Otro sector, mayoritario seguramente, es el de los euroescépticos por ignorancia o falta de datos. Podríamos llamarlo euroescepticismo por defecto. Europa es percibida como un ente lejano y distante, que poco o nada tiene que ver con nosotros; su única misión es mandar a los que mandan, los cuales, dicho sea de paso, tampoco gozan de buena reputación. A riesgo de parecer clasista, me atrevería a decir que esta corriente cuenta con mayores adeptos entre las masas, no muy instruidas ni cosmopolitas(muchas veces porque no han tenido la oportunidad de serlo) y que no obstante representan a la mayoría de la población de países como el nuestro. La idea de Europa queda reducida a las noticias reflejadas en los medios de comunicación, y en tiempos de crisis se dedica más tiempo a hablar de la Troika o de Angela Merkel que a las PACs, la creación del programa Erasmus Plus o de los padres fundadores de la UE y los principios que defendían. Es inevitable. Lo que no lo es es que se propague la ignorancia, causa principal de otros males mayores. Ante una masa de euroescépticos por desconocimiento es lógico que surja la figura del populista demagogo, estilo Beppe Grillo con su Movimiento Cinco Estrellas, que ha embaucado a buena parte de los italianos limitándose a decir aquello que la gente quiere oír.

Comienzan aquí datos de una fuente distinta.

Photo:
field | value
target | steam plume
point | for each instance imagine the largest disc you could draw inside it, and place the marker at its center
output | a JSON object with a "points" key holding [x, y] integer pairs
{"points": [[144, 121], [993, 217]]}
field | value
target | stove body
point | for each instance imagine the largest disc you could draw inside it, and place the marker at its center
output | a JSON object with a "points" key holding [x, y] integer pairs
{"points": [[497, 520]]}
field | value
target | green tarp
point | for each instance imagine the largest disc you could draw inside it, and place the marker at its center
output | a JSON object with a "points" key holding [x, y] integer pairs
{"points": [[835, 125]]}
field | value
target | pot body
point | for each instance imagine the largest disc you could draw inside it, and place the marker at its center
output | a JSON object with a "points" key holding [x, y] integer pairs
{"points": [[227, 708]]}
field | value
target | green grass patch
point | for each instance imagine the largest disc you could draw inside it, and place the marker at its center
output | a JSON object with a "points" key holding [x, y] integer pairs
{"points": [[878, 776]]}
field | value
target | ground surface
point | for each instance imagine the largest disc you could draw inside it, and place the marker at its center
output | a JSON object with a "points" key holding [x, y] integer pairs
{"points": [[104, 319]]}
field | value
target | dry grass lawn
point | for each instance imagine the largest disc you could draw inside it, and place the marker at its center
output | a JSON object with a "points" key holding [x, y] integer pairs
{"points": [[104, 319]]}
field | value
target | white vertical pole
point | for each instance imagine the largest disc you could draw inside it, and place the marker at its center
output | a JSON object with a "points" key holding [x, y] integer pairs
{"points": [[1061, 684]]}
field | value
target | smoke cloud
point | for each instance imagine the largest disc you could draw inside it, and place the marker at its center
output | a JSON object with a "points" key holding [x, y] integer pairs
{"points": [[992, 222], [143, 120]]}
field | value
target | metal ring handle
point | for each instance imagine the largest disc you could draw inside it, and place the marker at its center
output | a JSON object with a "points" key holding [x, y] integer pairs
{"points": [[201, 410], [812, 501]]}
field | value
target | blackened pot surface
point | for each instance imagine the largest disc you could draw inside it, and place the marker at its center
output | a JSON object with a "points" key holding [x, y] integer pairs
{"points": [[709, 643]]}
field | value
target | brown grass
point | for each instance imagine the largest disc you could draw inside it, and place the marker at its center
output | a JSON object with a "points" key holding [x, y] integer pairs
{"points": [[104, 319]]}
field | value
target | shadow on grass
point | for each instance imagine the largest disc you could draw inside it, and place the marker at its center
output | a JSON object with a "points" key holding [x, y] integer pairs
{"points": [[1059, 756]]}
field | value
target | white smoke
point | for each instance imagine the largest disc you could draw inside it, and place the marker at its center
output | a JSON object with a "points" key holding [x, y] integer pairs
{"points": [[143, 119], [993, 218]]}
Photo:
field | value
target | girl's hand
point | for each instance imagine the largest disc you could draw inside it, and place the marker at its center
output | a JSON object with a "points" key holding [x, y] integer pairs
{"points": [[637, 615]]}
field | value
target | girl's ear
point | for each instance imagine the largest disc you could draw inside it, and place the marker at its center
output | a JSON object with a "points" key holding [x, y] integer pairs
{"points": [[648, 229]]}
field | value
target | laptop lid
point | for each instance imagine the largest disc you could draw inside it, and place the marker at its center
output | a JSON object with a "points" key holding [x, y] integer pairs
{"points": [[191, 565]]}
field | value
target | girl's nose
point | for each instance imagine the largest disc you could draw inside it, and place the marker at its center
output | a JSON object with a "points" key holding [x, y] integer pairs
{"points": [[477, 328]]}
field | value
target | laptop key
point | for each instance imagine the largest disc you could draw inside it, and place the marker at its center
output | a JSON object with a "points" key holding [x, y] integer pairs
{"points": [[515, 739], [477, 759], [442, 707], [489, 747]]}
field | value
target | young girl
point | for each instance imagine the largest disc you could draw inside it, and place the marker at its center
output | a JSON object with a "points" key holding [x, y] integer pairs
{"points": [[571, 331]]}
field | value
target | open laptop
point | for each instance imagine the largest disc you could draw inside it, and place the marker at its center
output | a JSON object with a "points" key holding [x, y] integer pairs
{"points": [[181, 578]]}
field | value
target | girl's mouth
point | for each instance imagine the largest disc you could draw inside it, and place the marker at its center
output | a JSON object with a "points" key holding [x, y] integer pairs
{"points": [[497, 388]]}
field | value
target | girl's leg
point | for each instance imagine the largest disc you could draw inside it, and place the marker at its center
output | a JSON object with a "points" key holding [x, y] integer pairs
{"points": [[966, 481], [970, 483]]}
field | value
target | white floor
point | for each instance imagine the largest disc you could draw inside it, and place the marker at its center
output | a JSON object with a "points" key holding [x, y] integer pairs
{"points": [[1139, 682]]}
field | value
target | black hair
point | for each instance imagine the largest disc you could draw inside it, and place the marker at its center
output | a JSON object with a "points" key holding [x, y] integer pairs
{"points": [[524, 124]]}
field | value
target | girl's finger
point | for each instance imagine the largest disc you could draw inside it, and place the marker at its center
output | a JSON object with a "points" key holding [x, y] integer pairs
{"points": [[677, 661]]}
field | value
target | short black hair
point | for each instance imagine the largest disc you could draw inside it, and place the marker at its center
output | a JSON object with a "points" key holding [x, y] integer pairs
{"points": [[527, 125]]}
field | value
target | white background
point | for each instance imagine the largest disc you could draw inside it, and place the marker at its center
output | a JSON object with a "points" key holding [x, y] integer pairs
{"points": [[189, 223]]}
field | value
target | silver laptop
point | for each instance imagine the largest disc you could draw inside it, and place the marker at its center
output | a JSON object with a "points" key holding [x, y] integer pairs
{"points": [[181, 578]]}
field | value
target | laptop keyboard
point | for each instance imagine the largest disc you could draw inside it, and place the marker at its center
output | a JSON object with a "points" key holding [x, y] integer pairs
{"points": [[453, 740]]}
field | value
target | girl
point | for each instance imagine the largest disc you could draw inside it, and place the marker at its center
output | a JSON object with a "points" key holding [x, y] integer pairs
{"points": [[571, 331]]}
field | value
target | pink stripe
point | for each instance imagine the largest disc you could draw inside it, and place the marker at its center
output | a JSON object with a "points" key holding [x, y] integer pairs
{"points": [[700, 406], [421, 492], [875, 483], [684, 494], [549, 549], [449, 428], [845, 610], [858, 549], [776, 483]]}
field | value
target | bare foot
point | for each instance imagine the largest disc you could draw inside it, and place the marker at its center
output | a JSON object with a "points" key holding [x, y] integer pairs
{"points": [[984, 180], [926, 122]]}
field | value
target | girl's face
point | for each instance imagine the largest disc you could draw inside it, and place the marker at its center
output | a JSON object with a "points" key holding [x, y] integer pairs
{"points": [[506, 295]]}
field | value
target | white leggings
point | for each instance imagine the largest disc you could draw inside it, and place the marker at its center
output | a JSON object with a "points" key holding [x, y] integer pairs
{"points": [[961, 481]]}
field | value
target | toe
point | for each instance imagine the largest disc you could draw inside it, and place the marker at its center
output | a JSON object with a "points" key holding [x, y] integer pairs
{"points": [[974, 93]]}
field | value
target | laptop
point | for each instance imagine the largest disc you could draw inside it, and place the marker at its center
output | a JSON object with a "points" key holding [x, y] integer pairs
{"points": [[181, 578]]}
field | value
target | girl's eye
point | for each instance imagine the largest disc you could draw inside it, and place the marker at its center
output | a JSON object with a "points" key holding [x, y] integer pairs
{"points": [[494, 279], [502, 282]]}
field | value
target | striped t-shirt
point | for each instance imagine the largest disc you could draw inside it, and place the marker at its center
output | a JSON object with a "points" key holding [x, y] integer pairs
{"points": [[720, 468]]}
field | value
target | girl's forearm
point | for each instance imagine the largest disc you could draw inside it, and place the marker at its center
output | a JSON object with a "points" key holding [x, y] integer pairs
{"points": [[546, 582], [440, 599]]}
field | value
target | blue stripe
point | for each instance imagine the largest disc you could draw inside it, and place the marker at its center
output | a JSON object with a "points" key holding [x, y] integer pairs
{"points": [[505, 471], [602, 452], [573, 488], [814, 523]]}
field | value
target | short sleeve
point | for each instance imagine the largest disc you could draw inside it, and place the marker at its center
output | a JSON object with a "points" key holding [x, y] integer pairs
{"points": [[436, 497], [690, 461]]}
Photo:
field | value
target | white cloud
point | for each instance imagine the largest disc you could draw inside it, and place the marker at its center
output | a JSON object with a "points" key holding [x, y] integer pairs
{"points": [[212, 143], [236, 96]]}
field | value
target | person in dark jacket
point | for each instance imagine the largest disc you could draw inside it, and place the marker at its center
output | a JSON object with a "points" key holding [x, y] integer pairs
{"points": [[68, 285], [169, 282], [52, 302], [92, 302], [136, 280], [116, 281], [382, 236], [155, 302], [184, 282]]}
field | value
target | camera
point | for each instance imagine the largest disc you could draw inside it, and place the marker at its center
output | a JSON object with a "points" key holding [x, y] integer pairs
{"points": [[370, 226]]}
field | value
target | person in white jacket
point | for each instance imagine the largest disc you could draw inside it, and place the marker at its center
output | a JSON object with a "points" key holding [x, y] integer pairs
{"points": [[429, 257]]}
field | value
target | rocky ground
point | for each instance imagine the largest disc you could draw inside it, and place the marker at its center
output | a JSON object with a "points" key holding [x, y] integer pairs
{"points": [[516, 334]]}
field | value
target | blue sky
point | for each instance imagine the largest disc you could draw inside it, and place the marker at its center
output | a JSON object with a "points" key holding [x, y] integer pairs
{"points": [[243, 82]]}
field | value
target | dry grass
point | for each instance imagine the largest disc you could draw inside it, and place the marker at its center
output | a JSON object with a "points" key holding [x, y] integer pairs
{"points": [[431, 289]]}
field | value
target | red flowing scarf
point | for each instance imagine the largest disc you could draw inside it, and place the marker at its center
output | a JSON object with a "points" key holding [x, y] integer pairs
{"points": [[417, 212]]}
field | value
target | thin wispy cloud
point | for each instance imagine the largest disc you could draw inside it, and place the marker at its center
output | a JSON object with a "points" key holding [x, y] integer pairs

Mención aparte merecen los euroescépticos radicales o antieuropeos. La amenaza más peligrosa, encarnada en toda esa amalgama de partidos de extrema derecha que  se van extendiendo en Europa y que defienden la salida inmediata de la UE y del Euro de sus respectivos países. Resulta esencial distinguirlos de los otros  euroescépticos, dado que tergiversando sus argumentos tienden a ganar apoyos entre todo tipo de público, en especial de  aquellos más descontentos y castigados por la crisis económica. Eso sí, para lograr unos objetivos para nada de cohesión ni relacionados con el bien común ni los intereses del conjunto de la población.  Su retórica suele ir cargada de odio y violencia que, maquillados con una buena retórica, se perciben como energía y esperanza ante el futuro, ya que el presente, según ellos, no puede ser peor. A pesar de sus contradicciones internas(sobre todo a nivel teórico) podemos percibir una serie de rasgos comunes como el nacionalismo excluyente, la dialéctica Ellos-Nosotros (dos mundos irreconciliables de verdugos y víctimas), el rechazo a posicionarse en el espectro político distanciándose de las fuerzas tradicionales, la criminalización de colectivos como los inmigrantes, la oposición a la Globalización, etc,etc. Se trata de un movimiento reaccionario y activo a la vez, representado por figuras como Marine Le Pen(Francia), Nigel Farage (Reino Unido) , Geert Wilders (Holanda) o más en el extremo, los griegos de tendencia neonazi Amanecer Dorado.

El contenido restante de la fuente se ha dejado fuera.